Multi-label Class Incremental Emotion Decoding with Augmented Emotional Semantics Learning
Kaicheng Fu, Changde Du, Xiaoyu Chen, Jie Peng, Huiguang He
TL;DR
This work tackles multi-label class incremental emotion decoding (MLCIL) in dynamic human-computer interaction by introducing the AESL framework, which integrates an augmented emotional relation graph with label disambiguation, semantic-guided feature decoupling, and relation-based knowledge distillation from affective dimensions. A graph-autoencoder-based emotional semantics learning module yields emotion embeddings that guide label-aware feature extraction, while RKD aligns model representations with the affective space to mitigate future-missing labels. The method demonstrates strong, consistent improvements over state-of-the-art baselines across Brain27, Video27, and Audio28 under several incremental protocols, supported by ablations, visualization, and statistical tests. These results suggest AESL’s potential for robust, scalable emotion decoding in real-world, continually evolving affective systems.
Abstract
Emotion decoding plays an important role in affective human-computer interaction. However, previous studies ignored the dynamic real-world scenario, where human experience a blend of multiple emotions which are incrementally integrated into the model, leading to the multi-label class incremental learning (MLCIL) problem. Existing methods have difficulty in solving MLCIL issue due to notorious catastrophic forgetting caused by partial label problem and inadequate label semantics mining.
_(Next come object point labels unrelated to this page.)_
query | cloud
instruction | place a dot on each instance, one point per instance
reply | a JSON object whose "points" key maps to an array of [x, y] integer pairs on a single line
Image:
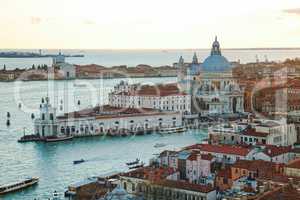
{"points": [[295, 11], [35, 20], [89, 22]]}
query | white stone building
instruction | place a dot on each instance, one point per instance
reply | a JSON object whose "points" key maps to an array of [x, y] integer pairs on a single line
{"points": [[165, 97], [66, 70], [255, 131], [104, 120], [198, 166], [214, 89]]}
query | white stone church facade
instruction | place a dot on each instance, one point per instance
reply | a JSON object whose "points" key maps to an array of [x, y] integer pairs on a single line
{"points": [[213, 88]]}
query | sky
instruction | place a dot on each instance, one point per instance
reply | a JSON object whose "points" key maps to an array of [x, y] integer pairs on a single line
{"points": [[151, 24]]}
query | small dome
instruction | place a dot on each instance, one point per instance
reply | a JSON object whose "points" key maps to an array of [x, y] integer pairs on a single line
{"points": [[195, 69], [216, 63]]}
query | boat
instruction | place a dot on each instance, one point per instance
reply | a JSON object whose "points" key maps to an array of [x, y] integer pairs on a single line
{"points": [[29, 138], [78, 161], [79, 85], [58, 138], [4, 189], [134, 162], [172, 130], [137, 166], [158, 145], [55, 195]]}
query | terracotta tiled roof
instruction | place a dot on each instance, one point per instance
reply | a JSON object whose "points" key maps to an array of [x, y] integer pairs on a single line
{"points": [[206, 157], [192, 157], [185, 186], [294, 164], [273, 151], [225, 149], [226, 173], [106, 112], [253, 132], [167, 152], [155, 90], [149, 173], [282, 193]]}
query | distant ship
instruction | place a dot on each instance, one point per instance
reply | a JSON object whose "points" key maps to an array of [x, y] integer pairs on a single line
{"points": [[4, 189], [14, 54]]}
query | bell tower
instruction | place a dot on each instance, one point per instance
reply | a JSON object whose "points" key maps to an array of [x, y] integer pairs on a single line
{"points": [[45, 125]]}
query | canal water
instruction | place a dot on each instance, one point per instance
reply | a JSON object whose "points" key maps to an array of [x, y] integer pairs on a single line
{"points": [[53, 162]]}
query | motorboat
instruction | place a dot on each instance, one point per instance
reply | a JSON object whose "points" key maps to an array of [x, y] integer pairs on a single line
{"points": [[78, 161], [134, 162], [158, 145], [4, 189], [58, 138], [172, 130]]}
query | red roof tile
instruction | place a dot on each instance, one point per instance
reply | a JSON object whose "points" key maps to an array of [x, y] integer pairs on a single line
{"points": [[184, 185], [253, 132], [225, 149], [294, 164]]}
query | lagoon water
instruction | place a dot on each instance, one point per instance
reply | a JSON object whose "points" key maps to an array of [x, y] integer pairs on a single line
{"points": [[132, 58], [53, 162]]}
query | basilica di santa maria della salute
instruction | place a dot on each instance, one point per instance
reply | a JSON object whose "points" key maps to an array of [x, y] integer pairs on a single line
{"points": [[212, 85]]}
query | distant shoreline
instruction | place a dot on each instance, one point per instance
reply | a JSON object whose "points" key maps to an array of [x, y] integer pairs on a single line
{"points": [[103, 78], [173, 49]]}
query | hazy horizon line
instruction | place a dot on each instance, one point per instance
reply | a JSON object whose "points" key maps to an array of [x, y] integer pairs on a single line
{"points": [[161, 49]]}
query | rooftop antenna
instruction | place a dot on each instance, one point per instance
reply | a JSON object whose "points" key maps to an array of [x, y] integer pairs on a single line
{"points": [[256, 57], [266, 59]]}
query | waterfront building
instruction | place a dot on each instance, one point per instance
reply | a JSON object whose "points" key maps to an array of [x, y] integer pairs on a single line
{"points": [[293, 168], [199, 168], [164, 97], [60, 58], [103, 120], [274, 154], [254, 131], [161, 184], [212, 85], [66, 70], [168, 159], [118, 194], [46, 125]]}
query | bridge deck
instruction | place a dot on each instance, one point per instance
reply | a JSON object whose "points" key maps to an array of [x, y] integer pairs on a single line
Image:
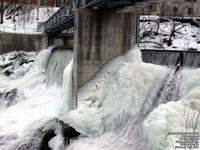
{"points": [[64, 17]]}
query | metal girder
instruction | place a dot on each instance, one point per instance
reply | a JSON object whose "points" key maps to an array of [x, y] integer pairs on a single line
{"points": [[64, 14]]}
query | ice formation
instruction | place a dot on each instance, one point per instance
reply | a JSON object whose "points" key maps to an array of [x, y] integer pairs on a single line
{"points": [[24, 123]]}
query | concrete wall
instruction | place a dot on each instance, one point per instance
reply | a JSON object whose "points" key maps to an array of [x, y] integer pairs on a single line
{"points": [[99, 36], [10, 42]]}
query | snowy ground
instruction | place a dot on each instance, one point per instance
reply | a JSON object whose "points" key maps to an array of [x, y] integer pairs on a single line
{"points": [[27, 23], [187, 38]]}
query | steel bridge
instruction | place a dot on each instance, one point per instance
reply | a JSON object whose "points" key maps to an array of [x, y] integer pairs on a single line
{"points": [[64, 17]]}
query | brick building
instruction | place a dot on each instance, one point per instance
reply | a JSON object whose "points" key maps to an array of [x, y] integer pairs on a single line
{"points": [[183, 8], [56, 3]]}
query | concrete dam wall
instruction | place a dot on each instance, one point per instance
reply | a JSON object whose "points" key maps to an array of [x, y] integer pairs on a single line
{"points": [[12, 41]]}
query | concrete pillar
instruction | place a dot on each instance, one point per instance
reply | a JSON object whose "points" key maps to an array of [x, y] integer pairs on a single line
{"points": [[100, 35]]}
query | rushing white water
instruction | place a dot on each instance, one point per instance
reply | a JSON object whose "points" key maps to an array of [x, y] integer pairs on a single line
{"points": [[24, 122], [67, 103], [129, 105], [59, 59]]}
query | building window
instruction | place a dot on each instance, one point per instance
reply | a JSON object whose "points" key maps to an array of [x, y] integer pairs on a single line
{"points": [[26, 1], [58, 3], [42, 2], [190, 11], [175, 9]]}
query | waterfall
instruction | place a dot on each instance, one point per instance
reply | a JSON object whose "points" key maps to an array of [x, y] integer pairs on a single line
{"points": [[67, 103], [128, 105], [172, 58], [59, 58], [168, 58]]}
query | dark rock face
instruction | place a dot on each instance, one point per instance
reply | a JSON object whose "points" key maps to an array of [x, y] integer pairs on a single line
{"points": [[12, 61], [46, 138], [10, 96], [68, 132]]}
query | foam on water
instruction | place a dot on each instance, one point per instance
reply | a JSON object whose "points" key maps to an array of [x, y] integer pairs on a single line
{"points": [[23, 124]]}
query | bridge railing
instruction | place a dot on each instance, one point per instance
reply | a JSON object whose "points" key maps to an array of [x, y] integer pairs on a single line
{"points": [[64, 12]]}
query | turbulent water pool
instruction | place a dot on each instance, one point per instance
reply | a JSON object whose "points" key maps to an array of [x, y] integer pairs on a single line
{"points": [[129, 105]]}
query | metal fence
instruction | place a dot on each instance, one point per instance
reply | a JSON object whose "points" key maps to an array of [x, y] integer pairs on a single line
{"points": [[4, 29]]}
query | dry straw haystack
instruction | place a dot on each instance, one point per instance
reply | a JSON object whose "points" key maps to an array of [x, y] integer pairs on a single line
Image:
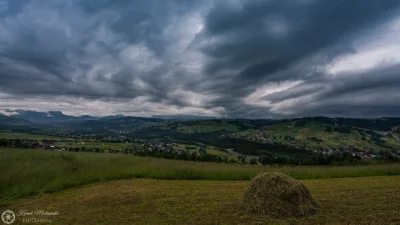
{"points": [[280, 196]]}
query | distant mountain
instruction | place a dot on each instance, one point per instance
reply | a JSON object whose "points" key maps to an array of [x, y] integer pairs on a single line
{"points": [[8, 120], [183, 117], [48, 117], [111, 117]]}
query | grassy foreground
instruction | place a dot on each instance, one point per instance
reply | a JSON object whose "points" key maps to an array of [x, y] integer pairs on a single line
{"points": [[30, 172], [370, 200]]}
In this paper, we propose an augmented emotional semantics learning framework for multi-label class incremental emotion decoding. Specifically, we design an augmented emotional relation graph module with label disambiguation to handle the past-missing partial label problem. Then, we leverage domain knowledge from affective dimension space to alleviate future-missing partial label problem by knowledge distillation. Besides, an emotional semantics learning module is constructed with a graph autoencoder to obtain emotion embeddings in order to guide the semantic-specific feature decoupling for better multi-label learning. Extensive experiments on three datasets show the superiority of our method for improving emotion decoding performance and mitigating forgetting on MLCIL problem.